ただ、この生活区域では、部屋は広くてきれい、外には森と湖が広がっていてハイキングも楽しめるといった、何不自由ない、一定の娯楽もある生活が約束されているのです。
それに対して悲惨なのは「2ギガ地域」です。
無制限地帯とは全く異なり、外に出ることはできず、真っ白な牢屋のような居住空間になります。
彼らは、何をするにもデータを消費して、2ギガがなくなったら、全く動けず、何も感じない、いわばスリープモードに月末まで入ります。
ご飯を食べる、服を着る、ほんのページを表示する、といった行為でもデータは消費されていきます。
その結果、ハリーポッターを読んでいて、データを使い切ってしまった少年が目の前で停止したり、なんの遊び道具もない少女が廊下で紙切れで遊んでいたり、男性のペニスがデータ不足で表示されなかったり、と悲惨な状況が描かれています。

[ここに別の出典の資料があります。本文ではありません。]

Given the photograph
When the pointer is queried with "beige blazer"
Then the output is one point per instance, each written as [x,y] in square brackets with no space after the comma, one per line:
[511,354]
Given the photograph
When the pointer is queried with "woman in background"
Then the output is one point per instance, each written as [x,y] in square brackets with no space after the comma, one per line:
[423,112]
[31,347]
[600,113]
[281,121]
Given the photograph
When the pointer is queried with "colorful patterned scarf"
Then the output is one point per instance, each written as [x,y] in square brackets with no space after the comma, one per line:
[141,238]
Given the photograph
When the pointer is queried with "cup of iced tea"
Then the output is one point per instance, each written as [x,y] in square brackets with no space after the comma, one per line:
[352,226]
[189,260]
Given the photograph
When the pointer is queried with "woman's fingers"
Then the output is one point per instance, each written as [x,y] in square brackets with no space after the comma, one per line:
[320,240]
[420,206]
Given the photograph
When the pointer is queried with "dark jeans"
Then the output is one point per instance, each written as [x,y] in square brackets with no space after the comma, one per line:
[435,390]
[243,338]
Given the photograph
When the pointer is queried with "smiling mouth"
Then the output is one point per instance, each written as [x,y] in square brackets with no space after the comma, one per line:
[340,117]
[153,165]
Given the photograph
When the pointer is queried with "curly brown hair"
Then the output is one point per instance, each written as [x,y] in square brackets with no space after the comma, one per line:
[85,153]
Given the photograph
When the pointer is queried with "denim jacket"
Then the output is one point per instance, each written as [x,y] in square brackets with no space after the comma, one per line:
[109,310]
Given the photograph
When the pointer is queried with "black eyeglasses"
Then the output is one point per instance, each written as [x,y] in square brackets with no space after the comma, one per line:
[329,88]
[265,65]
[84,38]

このように、ネット世界を運営する会社が、利益を第一に求める会社である限り、ネットでの新しい生活が可能になっても、貧しい人に優しい世界にはならないのです。
いかがだったでしょうか?
ネット世界での永遠の命、といった魅力的に見える未来に起こり得そうなお話ですが、実際のところは、今の現実世界と同じく、お金が大事で、人権的な問題も多くあります。

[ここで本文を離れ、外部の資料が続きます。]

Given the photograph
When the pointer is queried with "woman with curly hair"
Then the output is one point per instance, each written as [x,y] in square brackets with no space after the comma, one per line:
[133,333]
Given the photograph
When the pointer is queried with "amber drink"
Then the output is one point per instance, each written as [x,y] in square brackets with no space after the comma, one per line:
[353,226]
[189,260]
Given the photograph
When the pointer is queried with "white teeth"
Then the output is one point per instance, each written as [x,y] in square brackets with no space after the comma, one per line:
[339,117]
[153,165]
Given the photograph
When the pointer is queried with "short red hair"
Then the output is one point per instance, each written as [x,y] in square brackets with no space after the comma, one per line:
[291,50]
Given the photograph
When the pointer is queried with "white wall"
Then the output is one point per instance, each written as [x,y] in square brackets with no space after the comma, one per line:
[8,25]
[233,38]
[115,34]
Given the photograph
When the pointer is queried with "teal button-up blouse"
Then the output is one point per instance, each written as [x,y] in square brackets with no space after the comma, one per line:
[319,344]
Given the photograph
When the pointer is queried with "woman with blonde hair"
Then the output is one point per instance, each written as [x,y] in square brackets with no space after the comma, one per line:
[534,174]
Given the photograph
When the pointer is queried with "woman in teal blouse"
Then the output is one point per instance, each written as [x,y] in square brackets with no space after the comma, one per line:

ネットが広がって生活が便利になることは喜ばしいですが、ネット上にもう一つの世界を作っても劇的な私達の生活の質が向上することはないと思います。
なので、今は現実を精一杯生きて、現実から目を背けない、まっとうな生活を送りましょう。
私も日々がんばります。
ここまで読んでくれた方、ありがとうございます。